Access the Web UI: To start using the model, open your web browser and navigate to http://127.0.0.1:8080/ (or click the link to open directly).
Terminating the process
Once you're done using the Mistral 7B model, you can terminate the process. To do this, return to the Terminal where the server is running. Simply press Ctrl + C
. This key combination sends an interrupt signal to the running server, effectively stopping it.
Conclusion
The introduction of llamafile significantly simplifies the deployment and use of advanced LLMs like LLaVA 1.5 or Mistral 7B for personal, development, or research purposes.

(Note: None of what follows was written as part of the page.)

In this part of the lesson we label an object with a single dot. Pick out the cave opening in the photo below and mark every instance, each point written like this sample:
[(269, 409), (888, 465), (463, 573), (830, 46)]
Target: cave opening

This tool opens up new possibilities in the realm of AI and machine learning, making it more accessible for a wider range of users.
The first time only, you might be asked to install the command line developer tools; just click on Install:
Attempted to Mistral working. Receive the following error. I'm on windows and have added .exe to the command lines:
kenba@DESKTOP-UU7PDAG /cygdrive/d
$ ./mistral-7b-instruct-v0.1-Q4_K_M-server.llamafile.exe
./mistral-7b-instruct-v0.1-Q4_K_M-server.llamafile.exe: line 11: /home/kenba/.ape-1.9: cannot execute binary file: Exec format error
./mistral-7b-instruct-v0.1-Q4_K_M-server.llamafile.exe: line 11: /home/kenba/.ape-1.9: No error
I used BARD to help me to get this to work. It is now working and looking at photos. Are there plans to make this true multi modal that supports video and audio streams? This is the holy grail of open source AI. I'm still playing with this and it is impressive for an open source LLM that can run on my alienware. Thanks for posting.